- Awarded for: Classical music
- Date: 2-14 of September 2018
- Location: National Philharmonic in Warsaw
- Country: Warsaw, Poland
- Hosted by: Fryderyk Chopin Institute
- Website: http://www.iccpi.pl/en/

= I International Chopin Competition on Period Instruments =

The 1st International Chopin Competition on Period Instruments was the inaugural edition of the International Chopin Competition in the piano class, held on September 2–14, 2018 in Warsaw on period instruments, organised by the Fryderyk Chopin Institute.

30 pianists from 9 countries were invited to participate. The auditions were divided into two stages, which took place on September 4–6 and September 8–10, and the final concerts lasted from September 12–13. The competition was won by Tomasz Ritter from Poland. The competition ended on September 14 with the winners' concert.

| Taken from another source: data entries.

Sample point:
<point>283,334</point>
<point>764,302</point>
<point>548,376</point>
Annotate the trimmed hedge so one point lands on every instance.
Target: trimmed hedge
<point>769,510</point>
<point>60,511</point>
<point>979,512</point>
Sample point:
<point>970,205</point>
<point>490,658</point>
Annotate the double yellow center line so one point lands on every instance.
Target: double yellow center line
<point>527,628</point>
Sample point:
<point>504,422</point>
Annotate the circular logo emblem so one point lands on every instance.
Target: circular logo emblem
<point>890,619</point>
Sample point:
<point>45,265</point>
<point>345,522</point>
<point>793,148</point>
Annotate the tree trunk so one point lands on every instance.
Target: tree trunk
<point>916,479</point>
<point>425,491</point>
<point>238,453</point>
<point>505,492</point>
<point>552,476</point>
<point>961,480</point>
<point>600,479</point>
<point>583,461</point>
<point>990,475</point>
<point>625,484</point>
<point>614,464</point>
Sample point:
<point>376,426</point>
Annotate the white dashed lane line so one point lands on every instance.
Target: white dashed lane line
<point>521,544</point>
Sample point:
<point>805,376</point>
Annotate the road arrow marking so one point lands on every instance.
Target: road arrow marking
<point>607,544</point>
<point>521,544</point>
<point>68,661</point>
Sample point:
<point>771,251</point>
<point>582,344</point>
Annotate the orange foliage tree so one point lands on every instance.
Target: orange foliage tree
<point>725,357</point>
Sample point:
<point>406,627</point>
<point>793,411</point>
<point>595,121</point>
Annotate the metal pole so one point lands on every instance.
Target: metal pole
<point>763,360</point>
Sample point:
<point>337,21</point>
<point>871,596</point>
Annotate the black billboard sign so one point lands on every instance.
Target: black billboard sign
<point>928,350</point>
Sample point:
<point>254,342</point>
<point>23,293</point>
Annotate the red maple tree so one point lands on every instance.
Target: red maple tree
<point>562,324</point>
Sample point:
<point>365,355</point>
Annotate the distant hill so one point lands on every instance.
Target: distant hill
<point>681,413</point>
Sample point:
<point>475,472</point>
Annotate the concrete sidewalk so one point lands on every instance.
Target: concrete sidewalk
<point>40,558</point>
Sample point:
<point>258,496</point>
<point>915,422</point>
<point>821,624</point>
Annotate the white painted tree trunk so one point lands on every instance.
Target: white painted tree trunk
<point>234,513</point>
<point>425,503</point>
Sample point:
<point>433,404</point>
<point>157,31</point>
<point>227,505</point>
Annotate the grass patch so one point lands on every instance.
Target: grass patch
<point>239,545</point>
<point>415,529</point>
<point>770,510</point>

==Period piano instruments==
The idea of the competition is to perform Chopin’s music on instruments it was composed for. Pianists could choose the piano they played during the competition from among five instruments selected by the jury: the Érard 1837 piano, which was chosen by 21 pianists, then followed by Pleyel 1842 - 19 pianists, the 1826 Buchholtz copy - 13 pianists and the 1819 Graf copy - 3 pianists (both by Paul McNulty), John Broadwood & Sons - 10 pianists. Unlike the International Chopin Piano Competition on contemporary instruments, the pianist could perform individual pieces on various instruments (maximum of three).